Seattle's ready to peddle the pedal

What is the best thing about the Seattle Bicycle Master Plan? Project manager Peter Lagerwey of the Seattle Department of Transportation is emphatic: "It's going to happen."

What is the best thing about the Seattle Bicycle Master Plan? Project manager Peter Lagerwey of the Seattle Department of Transportation is emphatic: "It's going to happen."

A 10-year plan to add hundreds of miles of bikeways to Seattle streets will not molder on a shelf. Working off the enthusiasm of a growing community of bicyclists and powered by money approved by voters in 2006, elements of the plan have been under way since spring. An estimated 6,000 Seattle residents use bicycles to get to work. One goal is to triple that number by 2017, and do it while safety for bicyclists is improved throughout the city.

As the price of gasoline soars, and concerns about greenhouse-gas emissions are incorporated into daily lives, the bicycle plan contains a key observation:

"Many people would choose to bicycle if they had a connected network of comfortable, safe bicycle facilities throughout the city."

They are coming. In the first three years of the plan, the city will add 64 miles of bike lanes and hill-climbing lanes, 54 miles of marked lanes shared with cars, seven miles of bicycle boulevards, 29 miles of signed local street connections and 42 miles of multiuse trails.

Local dollars will provide about $3 million a year, but the total build-out of bicycle facilities relies on state and federal support with the 10-year vision costing about $240 million. The key is planning for bicycles as streets and roads are repaved, expanded or added.
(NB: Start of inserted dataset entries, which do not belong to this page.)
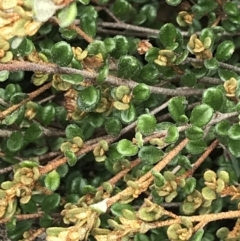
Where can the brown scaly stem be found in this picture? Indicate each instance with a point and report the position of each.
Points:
(23, 217)
(32, 95)
(200, 160)
(147, 178)
(51, 68)
(81, 33)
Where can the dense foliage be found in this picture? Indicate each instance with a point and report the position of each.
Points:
(120, 120)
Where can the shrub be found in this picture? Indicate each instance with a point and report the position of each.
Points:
(120, 120)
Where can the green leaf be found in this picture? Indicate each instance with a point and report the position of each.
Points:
(150, 155)
(15, 141)
(50, 202)
(225, 50)
(201, 115)
(67, 15)
(173, 2)
(121, 48)
(196, 147)
(149, 73)
(141, 92)
(190, 185)
(141, 237)
(72, 78)
(73, 130)
(222, 127)
(33, 132)
(159, 179)
(127, 148)
(128, 67)
(113, 126)
(97, 47)
(234, 132)
(176, 107)
(71, 158)
(211, 64)
(61, 53)
(103, 73)
(84, 2)
(88, 98)
(194, 133)
(146, 124)
(88, 24)
(129, 115)
(188, 79)
(110, 44)
(62, 170)
(167, 35)
(122, 9)
(117, 208)
(231, 8)
(47, 114)
(172, 134)
(225, 74)
(52, 180)
(4, 74)
(214, 98)
(46, 221)
(152, 54)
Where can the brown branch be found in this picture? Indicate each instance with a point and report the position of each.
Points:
(32, 95)
(51, 68)
(200, 160)
(81, 33)
(146, 179)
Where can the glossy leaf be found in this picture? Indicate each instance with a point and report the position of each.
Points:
(201, 115)
(234, 132)
(33, 133)
(127, 148)
(173, 2)
(141, 92)
(150, 155)
(196, 147)
(231, 8)
(176, 107)
(222, 127)
(88, 24)
(71, 158)
(67, 15)
(146, 124)
(113, 126)
(128, 66)
(61, 53)
(194, 133)
(88, 98)
(52, 180)
(121, 47)
(47, 114)
(73, 130)
(225, 50)
(4, 74)
(214, 98)
(15, 141)
(129, 115)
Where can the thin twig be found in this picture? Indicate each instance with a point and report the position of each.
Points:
(51, 68)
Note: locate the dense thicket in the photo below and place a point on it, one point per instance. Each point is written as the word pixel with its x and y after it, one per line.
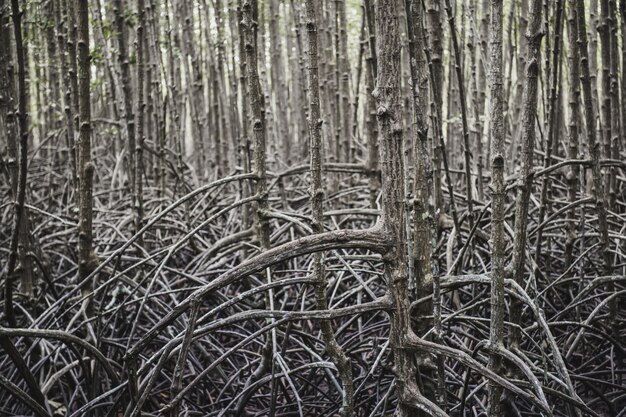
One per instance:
pixel 313 207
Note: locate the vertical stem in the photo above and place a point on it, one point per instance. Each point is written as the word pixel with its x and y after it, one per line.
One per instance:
pixel 334 350
pixel 139 163
pixel 87 258
pixel 498 201
pixel 20 197
pixel 461 84
pixel 528 117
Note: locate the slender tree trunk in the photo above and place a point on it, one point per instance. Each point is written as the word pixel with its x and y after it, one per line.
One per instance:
pixel 393 222
pixel 334 350
pixel 17 245
pixel 528 117
pixel 498 201
pixel 122 53
pixel 87 260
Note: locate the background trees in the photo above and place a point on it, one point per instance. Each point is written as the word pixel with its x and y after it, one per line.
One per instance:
pixel 312 207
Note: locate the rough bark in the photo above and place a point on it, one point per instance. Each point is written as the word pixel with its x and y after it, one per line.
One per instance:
pixel 498 200
pixel 529 108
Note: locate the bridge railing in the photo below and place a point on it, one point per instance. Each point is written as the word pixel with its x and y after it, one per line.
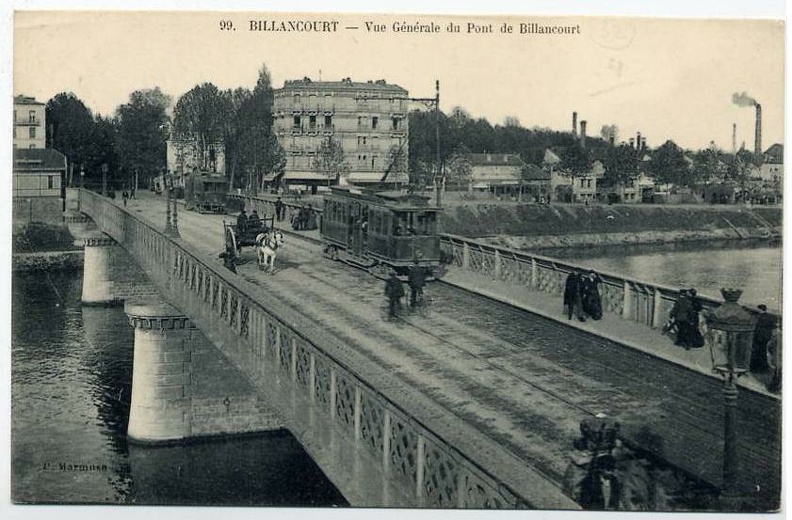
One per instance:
pixel 635 300
pixel 432 468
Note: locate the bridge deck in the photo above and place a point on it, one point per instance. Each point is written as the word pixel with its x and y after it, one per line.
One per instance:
pixel 514 377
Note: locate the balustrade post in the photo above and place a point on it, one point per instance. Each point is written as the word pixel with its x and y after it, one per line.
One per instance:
pixel 332 393
pixel 420 457
pixel 294 359
pixel 534 275
pixel 627 301
pixel 312 378
pixel 465 255
pixel 358 410
pixel 657 309
pixel 386 435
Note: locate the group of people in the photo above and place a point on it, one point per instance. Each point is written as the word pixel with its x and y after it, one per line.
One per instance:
pixel 684 320
pixel 581 295
pixel 304 219
pixel 394 290
pixel 249 223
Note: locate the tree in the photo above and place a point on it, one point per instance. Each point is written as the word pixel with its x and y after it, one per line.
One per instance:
pixel 621 165
pixel 458 168
pixel 72 127
pixel 330 160
pixel 142 125
pixel 575 159
pixel 669 166
pixel 201 119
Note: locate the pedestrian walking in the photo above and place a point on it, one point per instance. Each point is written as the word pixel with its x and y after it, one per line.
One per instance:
pixel 394 291
pixel 765 325
pixel 573 298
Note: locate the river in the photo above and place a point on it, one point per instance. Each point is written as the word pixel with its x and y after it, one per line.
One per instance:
pixel 70 386
pixel 707 266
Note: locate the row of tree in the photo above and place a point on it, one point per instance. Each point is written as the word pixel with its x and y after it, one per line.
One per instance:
pixel 461 134
pixel 131 144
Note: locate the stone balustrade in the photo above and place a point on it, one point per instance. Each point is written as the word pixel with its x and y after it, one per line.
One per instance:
pixel 329 401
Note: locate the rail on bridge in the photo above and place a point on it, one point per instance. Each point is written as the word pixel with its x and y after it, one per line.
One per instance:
pixel 355 420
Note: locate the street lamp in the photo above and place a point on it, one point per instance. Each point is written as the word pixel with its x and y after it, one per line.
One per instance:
pixel 730 343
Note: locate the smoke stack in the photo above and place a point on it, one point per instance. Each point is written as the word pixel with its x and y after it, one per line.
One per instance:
pixel 758 135
pixel 734 137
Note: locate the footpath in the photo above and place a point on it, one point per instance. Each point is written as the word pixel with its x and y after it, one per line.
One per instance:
pixel 611 327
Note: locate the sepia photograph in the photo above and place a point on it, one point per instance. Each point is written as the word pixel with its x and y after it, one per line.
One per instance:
pixel 315 259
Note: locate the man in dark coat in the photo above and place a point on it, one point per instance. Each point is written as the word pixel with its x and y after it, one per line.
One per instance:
pixel 394 291
pixel 416 279
pixel 573 300
pixel 765 323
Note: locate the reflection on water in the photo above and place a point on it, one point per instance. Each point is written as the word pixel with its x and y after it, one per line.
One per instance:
pixel 707 266
pixel 71 382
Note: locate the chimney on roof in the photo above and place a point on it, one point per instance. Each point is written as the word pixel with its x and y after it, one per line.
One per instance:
pixel 758 134
pixel 734 137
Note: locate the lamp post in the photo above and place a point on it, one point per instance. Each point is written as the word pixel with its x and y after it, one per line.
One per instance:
pixel 730 349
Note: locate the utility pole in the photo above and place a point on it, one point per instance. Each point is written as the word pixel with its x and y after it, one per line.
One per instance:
pixel 434 103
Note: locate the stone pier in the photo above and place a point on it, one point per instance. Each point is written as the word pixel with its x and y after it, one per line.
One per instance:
pixel 161 373
pixel 97 276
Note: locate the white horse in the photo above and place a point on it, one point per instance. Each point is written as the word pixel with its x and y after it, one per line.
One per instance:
pixel 267 245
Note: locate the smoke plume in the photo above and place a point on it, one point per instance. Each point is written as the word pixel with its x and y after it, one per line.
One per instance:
pixel 742 99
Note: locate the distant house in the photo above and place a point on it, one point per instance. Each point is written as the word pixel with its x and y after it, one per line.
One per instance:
pixel 38 185
pixel 498 173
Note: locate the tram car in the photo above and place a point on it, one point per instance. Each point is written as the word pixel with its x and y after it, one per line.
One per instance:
pixel 206 193
pixel 380 231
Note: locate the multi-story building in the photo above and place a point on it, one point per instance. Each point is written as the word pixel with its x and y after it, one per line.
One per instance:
pixel 29 123
pixel 38 172
pixel 368 121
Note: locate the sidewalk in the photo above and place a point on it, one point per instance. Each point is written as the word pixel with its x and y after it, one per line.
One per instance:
pixel 611 327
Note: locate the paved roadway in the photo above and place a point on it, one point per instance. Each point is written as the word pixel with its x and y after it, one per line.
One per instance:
pixel 518 378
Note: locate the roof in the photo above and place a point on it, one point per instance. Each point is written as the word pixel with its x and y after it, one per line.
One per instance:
pixel 38 159
pixel 494 159
pixel 344 84
pixel 26 100
pixel 535 173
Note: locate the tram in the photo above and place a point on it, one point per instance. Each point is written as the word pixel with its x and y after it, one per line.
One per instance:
pixel 380 231
pixel 206 193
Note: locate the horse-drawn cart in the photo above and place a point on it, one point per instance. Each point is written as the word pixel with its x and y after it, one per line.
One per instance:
pixel 236 238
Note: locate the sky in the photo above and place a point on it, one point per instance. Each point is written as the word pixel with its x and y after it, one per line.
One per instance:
pixel 668 79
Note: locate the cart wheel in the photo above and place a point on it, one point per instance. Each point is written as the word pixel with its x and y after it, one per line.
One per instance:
pixel 231 243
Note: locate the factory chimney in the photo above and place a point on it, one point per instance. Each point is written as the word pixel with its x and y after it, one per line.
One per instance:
pixel 734 137
pixel 758 135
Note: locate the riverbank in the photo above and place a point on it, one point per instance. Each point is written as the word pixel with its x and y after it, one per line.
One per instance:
pixel 535 226
pixel 47 261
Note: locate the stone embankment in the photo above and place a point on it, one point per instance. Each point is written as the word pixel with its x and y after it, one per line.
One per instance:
pixel 533 226
pixel 48 261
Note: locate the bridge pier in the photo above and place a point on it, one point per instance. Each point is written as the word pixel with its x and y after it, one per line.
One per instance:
pixel 161 400
pixel 97 277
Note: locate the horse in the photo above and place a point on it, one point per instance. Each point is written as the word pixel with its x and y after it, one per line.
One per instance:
pixel 267 245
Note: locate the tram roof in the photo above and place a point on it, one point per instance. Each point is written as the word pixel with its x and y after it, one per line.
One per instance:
pixel 404 200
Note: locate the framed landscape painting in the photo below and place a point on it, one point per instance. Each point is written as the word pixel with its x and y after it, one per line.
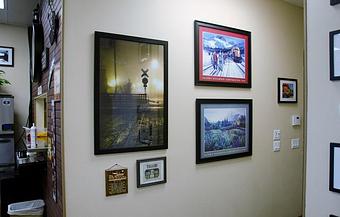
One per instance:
pixel 286 90
pixel 334 168
pixel 222 56
pixel 130 94
pixel 223 129
pixel 334 55
pixel 6 56
pixel 151 172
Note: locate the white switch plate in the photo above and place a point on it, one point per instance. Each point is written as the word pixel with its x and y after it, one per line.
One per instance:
pixel 276 146
pixel 276 134
pixel 295 143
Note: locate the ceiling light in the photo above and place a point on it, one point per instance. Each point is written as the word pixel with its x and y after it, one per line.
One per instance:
pixel 2 4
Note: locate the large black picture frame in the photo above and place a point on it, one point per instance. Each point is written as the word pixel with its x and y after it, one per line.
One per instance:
pixel 237 57
pixel 334 2
pixel 332 158
pixel 224 116
pixel 130 106
pixel 334 72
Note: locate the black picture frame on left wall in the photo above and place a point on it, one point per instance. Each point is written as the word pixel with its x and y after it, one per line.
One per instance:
pixel 130 94
pixel 334 55
pixel 334 167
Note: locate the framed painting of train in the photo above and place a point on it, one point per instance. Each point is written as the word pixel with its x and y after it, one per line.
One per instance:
pixel 223 129
pixel 222 56
pixel 334 55
pixel 130 94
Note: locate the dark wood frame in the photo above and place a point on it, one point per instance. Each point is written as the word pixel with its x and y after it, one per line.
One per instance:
pixel 199 102
pixel 331 55
pixel 334 2
pixel 198 82
pixel 12 49
pixel 279 93
pixel 331 167
pixel 97 37
pixel 139 162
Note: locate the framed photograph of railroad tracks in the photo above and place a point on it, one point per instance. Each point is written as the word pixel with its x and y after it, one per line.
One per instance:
pixel 222 56
pixel 334 55
pixel 334 168
pixel 130 94
pixel 223 129
pixel 151 172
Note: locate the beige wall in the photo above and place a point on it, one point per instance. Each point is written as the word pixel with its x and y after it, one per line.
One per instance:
pixel 13 36
pixel 264 185
pixel 323 109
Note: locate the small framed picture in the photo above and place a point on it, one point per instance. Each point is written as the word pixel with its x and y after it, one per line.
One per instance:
pixel 334 55
pixel 151 172
pixel 222 56
pixel 287 90
pixel 6 56
pixel 334 172
pixel 223 129
pixel 335 2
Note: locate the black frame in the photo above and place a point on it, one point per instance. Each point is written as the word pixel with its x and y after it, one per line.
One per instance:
pixel 331 167
pixel 138 163
pixel 199 102
pixel 279 93
pixel 334 2
pixel 331 55
pixel 12 49
pixel 97 37
pixel 198 82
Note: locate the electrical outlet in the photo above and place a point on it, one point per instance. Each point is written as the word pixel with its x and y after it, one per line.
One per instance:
pixel 276 134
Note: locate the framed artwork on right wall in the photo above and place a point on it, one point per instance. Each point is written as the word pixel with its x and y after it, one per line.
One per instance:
pixel 334 55
pixel 286 90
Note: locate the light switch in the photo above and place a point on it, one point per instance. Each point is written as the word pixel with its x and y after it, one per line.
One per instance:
pixel 295 143
pixel 276 134
pixel 276 146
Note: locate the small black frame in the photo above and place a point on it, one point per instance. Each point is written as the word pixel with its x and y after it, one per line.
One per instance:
pixel 247 125
pixel 334 2
pixel 333 146
pixel 140 162
pixel 241 59
pixel 333 77
pixel 8 59
pixel 280 98
pixel 116 101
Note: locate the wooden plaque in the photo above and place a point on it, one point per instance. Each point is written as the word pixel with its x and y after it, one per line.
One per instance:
pixel 116 179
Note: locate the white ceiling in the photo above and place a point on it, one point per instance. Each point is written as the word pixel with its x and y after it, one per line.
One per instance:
pixel 295 2
pixel 18 12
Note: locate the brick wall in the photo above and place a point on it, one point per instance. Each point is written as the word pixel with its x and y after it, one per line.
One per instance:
pixel 53 209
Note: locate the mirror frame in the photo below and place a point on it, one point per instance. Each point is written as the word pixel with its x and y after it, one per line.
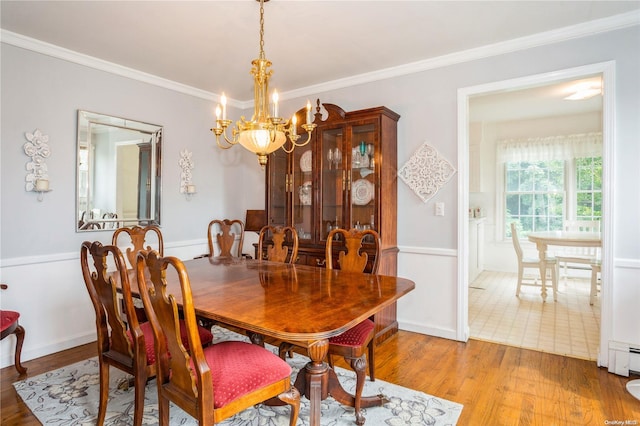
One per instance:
pixel 86 120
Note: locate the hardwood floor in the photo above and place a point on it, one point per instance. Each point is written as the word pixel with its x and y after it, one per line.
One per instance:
pixel 497 384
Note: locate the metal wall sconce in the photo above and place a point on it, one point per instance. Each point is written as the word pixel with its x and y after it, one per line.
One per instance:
pixel 186 185
pixel 37 148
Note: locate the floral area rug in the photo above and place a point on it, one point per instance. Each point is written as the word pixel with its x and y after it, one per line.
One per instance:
pixel 69 396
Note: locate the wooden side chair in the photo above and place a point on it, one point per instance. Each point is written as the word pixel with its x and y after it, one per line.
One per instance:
pixel 213 383
pixel 533 263
pixel 9 325
pixel 579 257
pixel 596 269
pixel 127 346
pixel 223 233
pixel 278 251
pixel 359 340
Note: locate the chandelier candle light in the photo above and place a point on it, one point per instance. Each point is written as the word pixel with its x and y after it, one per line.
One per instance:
pixel 264 133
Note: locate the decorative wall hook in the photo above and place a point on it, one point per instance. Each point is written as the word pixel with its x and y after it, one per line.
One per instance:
pixel 186 163
pixel 37 148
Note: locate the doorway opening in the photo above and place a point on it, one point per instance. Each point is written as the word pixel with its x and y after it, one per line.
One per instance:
pixel 520 107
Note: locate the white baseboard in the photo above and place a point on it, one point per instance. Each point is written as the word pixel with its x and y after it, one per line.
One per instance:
pixel 430 331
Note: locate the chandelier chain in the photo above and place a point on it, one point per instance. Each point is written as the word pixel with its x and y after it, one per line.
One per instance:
pixel 261 29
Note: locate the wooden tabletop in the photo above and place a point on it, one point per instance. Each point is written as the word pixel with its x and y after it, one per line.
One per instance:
pixel 288 302
pixel 567 238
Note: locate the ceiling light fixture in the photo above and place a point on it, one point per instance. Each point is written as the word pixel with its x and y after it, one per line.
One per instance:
pixel 584 91
pixel 264 133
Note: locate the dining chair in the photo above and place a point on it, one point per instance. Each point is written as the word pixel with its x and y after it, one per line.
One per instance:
pixel 578 257
pixel 278 251
pixel 213 383
pixel 359 340
pixel 127 347
pixel 9 325
pixel 123 343
pixel 228 235
pixel 533 263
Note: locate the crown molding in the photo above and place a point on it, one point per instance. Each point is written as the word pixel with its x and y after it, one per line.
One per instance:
pixel 612 23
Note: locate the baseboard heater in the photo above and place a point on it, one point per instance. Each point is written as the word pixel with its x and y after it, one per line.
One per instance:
pixel 624 358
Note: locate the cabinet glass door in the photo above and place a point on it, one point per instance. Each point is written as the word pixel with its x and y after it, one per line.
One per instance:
pixel 302 188
pixel 278 188
pixel 364 146
pixel 331 145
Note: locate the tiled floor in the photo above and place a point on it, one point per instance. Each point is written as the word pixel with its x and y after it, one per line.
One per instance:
pixel 569 327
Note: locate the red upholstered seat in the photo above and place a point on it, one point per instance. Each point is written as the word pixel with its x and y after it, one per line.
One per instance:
pixel 234 376
pixel 8 318
pixel 210 383
pixel 205 337
pixel 8 326
pixel 355 336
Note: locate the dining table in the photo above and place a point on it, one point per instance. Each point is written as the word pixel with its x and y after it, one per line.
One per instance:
pixel 301 304
pixel 544 239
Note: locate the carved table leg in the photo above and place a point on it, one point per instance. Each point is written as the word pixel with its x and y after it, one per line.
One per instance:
pixel 19 341
pixel 317 381
pixel 542 253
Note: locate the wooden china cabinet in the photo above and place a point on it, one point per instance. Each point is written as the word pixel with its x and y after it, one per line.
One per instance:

David Hiller, of the Cascade Bicycle Club, credits broad public participation via hearings, surveys, Web sites and community meetings with producing a good plan that tapped into neighborhood groups, freight haulers and others besides cycling organizations.

For all of the physical improvements to the cycling landscape, public education is one of the plan's most important elements. Motorists need to know more bike riders are coming, and learn those painted chevrons on the street reinforce the right of cyclists to be in the roadway.

Cyclists need to obey traffic laws. Portland expanded its bike lanes, attracted more inexperienced and reckless riders and suffered an angry backlash from the public.

Seattle's bike plan is creative, expansive and, best of all, "It's going to happen."